Depuis un certain temps, on parle de transition démographique, mais il est probable que nous ne soyons toujours pas pleinement conscients de ce qui nous attend. L'activité économique d'un pays est essentiellement déterminée par le nombre de personnes qui travaillent et par la production moyenne par personne (la productivité).
Pour ce premier facteur en particulier, l'économie mondiale va connaître un changement énorme au cours des 25 prochaines années. La population en âge de travailler, c'est-à-dire les personnes qui, en théorie, peuvent travailler, continue d'augmenter au niveau mondial, mais derrière ce chiffre global se cachent de grandes variations régionales.

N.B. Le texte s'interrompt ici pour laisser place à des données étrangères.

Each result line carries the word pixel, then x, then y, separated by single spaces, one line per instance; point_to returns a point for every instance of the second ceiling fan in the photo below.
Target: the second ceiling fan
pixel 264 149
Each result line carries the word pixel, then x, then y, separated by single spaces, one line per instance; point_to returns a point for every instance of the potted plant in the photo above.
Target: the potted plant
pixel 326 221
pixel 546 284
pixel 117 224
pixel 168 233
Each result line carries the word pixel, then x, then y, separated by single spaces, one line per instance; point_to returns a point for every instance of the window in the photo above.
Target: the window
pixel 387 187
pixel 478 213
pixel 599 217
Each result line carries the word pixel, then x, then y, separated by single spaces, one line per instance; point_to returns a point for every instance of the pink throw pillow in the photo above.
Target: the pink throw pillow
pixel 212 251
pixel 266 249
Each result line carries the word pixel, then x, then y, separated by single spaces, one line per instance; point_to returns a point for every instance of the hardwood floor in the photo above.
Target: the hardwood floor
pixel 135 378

En Chine et au Japon, la population en âge de travailler diminuera respectivement de 22 % et 26 % d'ici 2050. Et en Europe, une baisse d'environ 20 % est également attendue, tant en Europe centrale et orientale qu'en Europe de l'Ouest. L'Italie est en tête avec une diminution de 28 %. Sans compensation par une accélération significative de la croissance de la productivité, cela impliquerait une baisse de l'activité économique d'un cinquième à un quart. Une décroissance en pratique, donc. Cela mettrait l'État-providence sous une forte pression et signifierait, entre autres, que la dette publique actuelle deviendrait insoutenable. Cette dynamique démographique met également en perspective les récits apocalyptiques sur l'intelligence artificielle. La crainte que l'IA et les robots prennent bientôt tous nos emplois et provoquent un chômage de masse est infondée. Au contraire, nous aurons grandement besoin de ce type d'innovations pour réaliser le boost de productivité nécessaire pour maintenir notre niveau de vie.

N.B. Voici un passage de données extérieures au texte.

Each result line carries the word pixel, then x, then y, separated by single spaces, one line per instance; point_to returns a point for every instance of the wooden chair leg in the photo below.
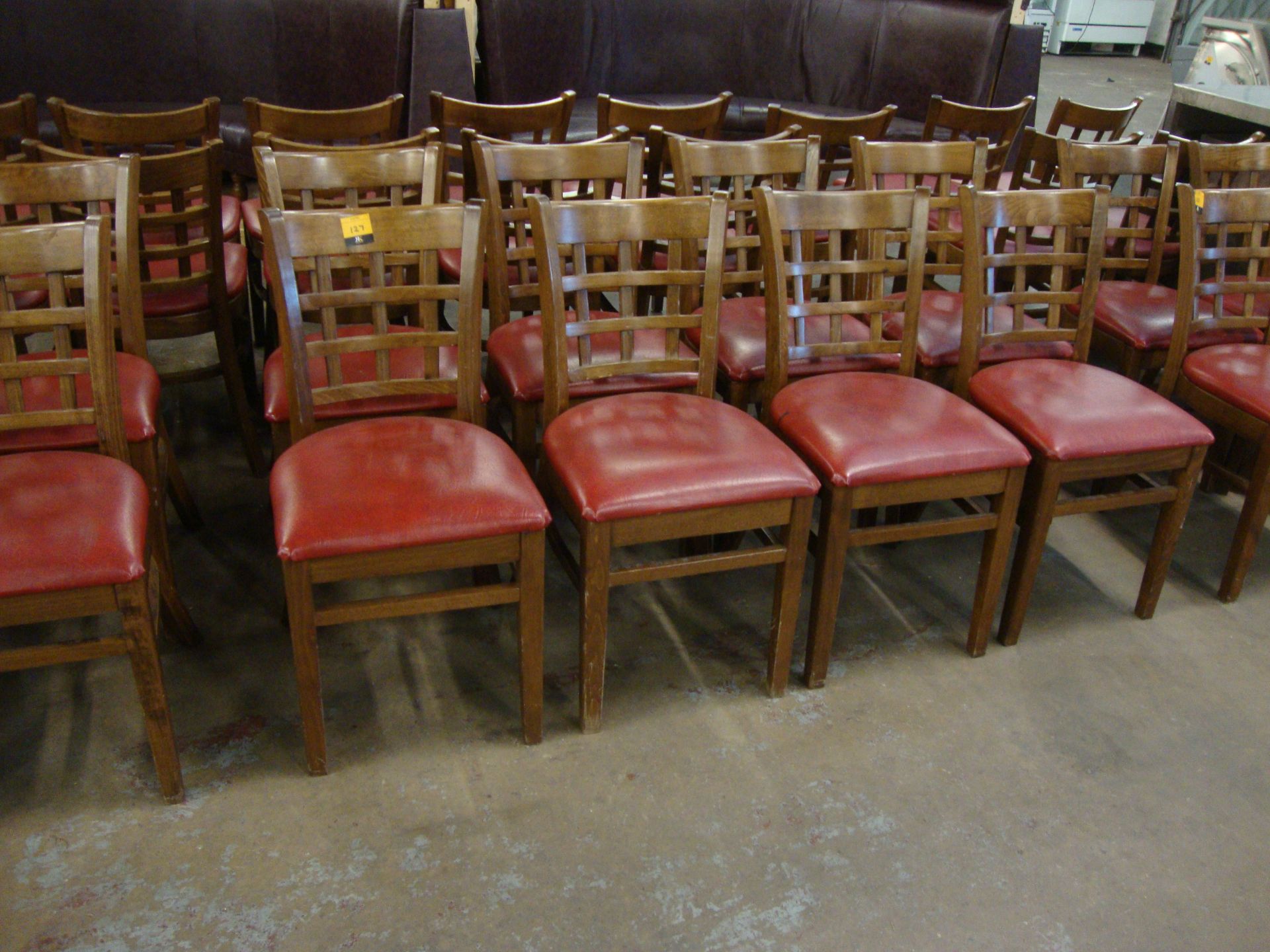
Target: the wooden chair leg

Face à la population en âge de travailler en diminution en Europe et dans certaines parties de l'Asie, le reste du monde connaîtra une augmentation. Les États-Unis resteront plus ou moins stables, mais c'est surtout l'Afrique qui se démarque. Là, la population potentiellement active doublera d'ici 2050. Cela implique un important potentiel économique, mais comporte également de grands risques. En Afrique et au Moyen-Orient, la population totale augmentera d'un milliard au cours des 25 prochaines années. Cela pourrait provoquer des troubles sociaux et signifie très probablement que les flux migratoires vers l'Ouest ne font que commencer. En théorie, une certaine coordination devrait être possible, mais en pratique, il semble que nous ne soyons politiquement pas du tout prêts aujourd'hui.

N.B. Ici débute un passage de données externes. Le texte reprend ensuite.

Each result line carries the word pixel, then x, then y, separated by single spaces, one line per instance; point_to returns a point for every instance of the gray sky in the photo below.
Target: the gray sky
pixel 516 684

La démographie a toujours été un facteur important pour la dynamique économique, mais au cours des dernières décennies, elle a surtout joué un rôle positif. Au cours du prochain quart de siècle, ce scénario changera complètement en Europe et en Chine. La démographie agira plutôt comme un frein à l'activité économique dans les années à venir. Cela signifie que l'accent devra être mis encore davantage sur la productivité.